Use Cases of Big Data

The below chart shows the relationship between typical volumes generated by typical enterprise applications.
 

Big Data Demystified : What it is and Should we Care (already now) ?

Potential applications of big data span functions and industries.

Important to note is that -certainly with technology still immature- the benefits of Big Data are bigger for some industries. In general, the biggest opportunities can be found in following sectors:

  • The computer, electronics and information sector
  • Finance and Insurance
  • Government
  • Retail

These sectors have the biggest potential in terms of Big Data investments according to a McKinsey study, as they operate in a B2C environment with consumers - and their trans- and inter-actions - providing a lot of "big data" input. But any given sector can identify gains by using Big Data.

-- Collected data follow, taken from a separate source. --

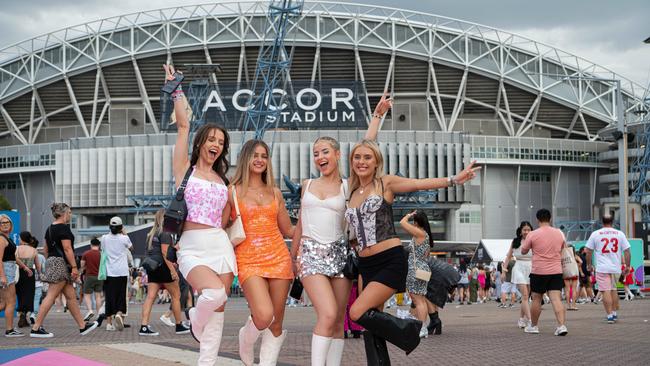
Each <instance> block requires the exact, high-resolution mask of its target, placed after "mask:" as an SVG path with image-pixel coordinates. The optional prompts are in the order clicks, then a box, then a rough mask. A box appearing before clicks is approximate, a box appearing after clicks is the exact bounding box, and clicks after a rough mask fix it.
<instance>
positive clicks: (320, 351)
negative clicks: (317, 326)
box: [311, 333, 332, 366]
mask: <svg viewBox="0 0 650 366" xmlns="http://www.w3.org/2000/svg"><path fill="white" fill-rule="evenodd" d="M331 343H332V337H323V336H319V335H318V334H315V333H314V334H312V335H311V366H325V361H326V360H327V353H328V352H329V349H330V344H331Z"/></svg>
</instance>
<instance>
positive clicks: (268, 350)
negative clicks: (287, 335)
mask: <svg viewBox="0 0 650 366" xmlns="http://www.w3.org/2000/svg"><path fill="white" fill-rule="evenodd" d="M286 337H287V331H286V330H283V331H282V334H280V335H279V336H278V337H276V336H274V335H273V333H271V331H270V330H268V329H264V334H263V335H262V346H261V347H260V364H259V366H275V365H276V364H277V363H278V356H279V355H280V349H281V348H282V343H284V339H285V338H286Z"/></svg>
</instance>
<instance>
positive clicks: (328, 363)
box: [325, 338, 345, 366]
mask: <svg viewBox="0 0 650 366" xmlns="http://www.w3.org/2000/svg"><path fill="white" fill-rule="evenodd" d="M344 346H345V343H344V342H343V339H341V338H333V339H332V343H330V350H329V351H328V352H327V362H326V363H325V364H326V365H327V366H340V365H341V359H342V358H343V348H344Z"/></svg>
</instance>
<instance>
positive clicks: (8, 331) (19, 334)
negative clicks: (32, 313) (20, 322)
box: [5, 329, 25, 338]
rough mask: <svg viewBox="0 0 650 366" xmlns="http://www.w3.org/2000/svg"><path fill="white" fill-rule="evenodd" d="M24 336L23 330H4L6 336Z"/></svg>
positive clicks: (19, 336)
mask: <svg viewBox="0 0 650 366" xmlns="http://www.w3.org/2000/svg"><path fill="white" fill-rule="evenodd" d="M24 336H25V334H24V333H23V332H20V331H17V330H16V329H9V330H6V331H5V337H7V338H17V337H24Z"/></svg>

Just to list some examples of potential applications :

  • Online & Web
    • Search ranking
    • Ad tracking Location and proximity tracking
    • On line gesture tracking
    • Audience engagement
  • Marketing
    • Conversation reach
    • Advocate influence & impact
    • Topic trends
    • Sentiment ratio
    • Idea impact
  • Science & Medical
    • Genomics analysis
    • CAT scan comparison
    • Big science data collection
  • Utilities & Industry
    • Smart utility meters
    • Satellite image comparison
    • Building sensors
    • Transportation network monitoring
  • Finance
    • Financial account fraud detection/intervention
    • System hacking detection/intervention

Traditional BI vs Big Data

The obvious question to ask now is how this new technology will develop in the years to come, and how it will impact our existing Business Intelligence & Data Warehousing infrastructure. Will we all switch to Big Data solutions and move away from traditional relational databases and data warehouses as some claim? Obviously it is hard to forecast how this new technology will evolve, but some trends in the market can give a good indication as to where this is heading.

It is already perfectly possible to setup a Hadoop Platform next to existing infrastructure to conduct analysis on unstructured or semi-structured information. The information storage and processing can be executed in the Hadoop cluster and the results of the analysis can be presented to the existing datawarehouse where it can enrich existing datamarts or create completely new ones.

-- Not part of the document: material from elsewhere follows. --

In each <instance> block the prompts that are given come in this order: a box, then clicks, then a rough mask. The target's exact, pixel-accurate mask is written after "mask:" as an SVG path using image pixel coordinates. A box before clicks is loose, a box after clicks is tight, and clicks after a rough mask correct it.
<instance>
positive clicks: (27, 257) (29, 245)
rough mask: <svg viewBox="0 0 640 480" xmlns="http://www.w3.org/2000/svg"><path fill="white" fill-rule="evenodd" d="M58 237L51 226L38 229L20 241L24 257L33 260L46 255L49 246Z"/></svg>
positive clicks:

Big Data Demystified : What it is and Should we Care (already now) ?

 

Hybrid Solution of Big Data in a classical Data Warehouse architecture

 

This approach is often referred to as the Analyze and Store principle. The low level information is not stored in the datawarehouse, resulting in lower storage and administrative overhead cost and less integration effort with the existing data.

Opposed to that principle is the Store and Analyze principle. This principle is becoming possible due to the big vendors. Almost all the big vendors of relational databases (Microsoft, Oracle, IBM, …) are integrating Hadoop functionalities in their relational systems at fast pace. This will allow for Big Data information to be stored and integrated in the existing data sets, and will allow for analysis on the consolidated data set. As the data is better integrated, data quality will improve and the history of information will be easier to access. The downside of this approach is the increased cost in storage and more cost for data integration.

Whichever way forward is chosen, a new array of possibilities with regards to Business Analytics will become available for end-users. After all the goal of Big Data and Traditional BI can be considered to be equal, the only difference is in the information itself that is processed and the means to do so.

Conclusion

Big Data has gained a lot of attention in the past two years, and the main reason is the boom of information that is occurring across the globe. Big Data is in essence a new way of processing and storing information, but with the same goals as traditional BI: to enable enhanced decision making, insight discovery and process optimization. As such it will become increasingly more important in the years to come.

The question is not if Big Data is here to stay, but when it will arrive in your company.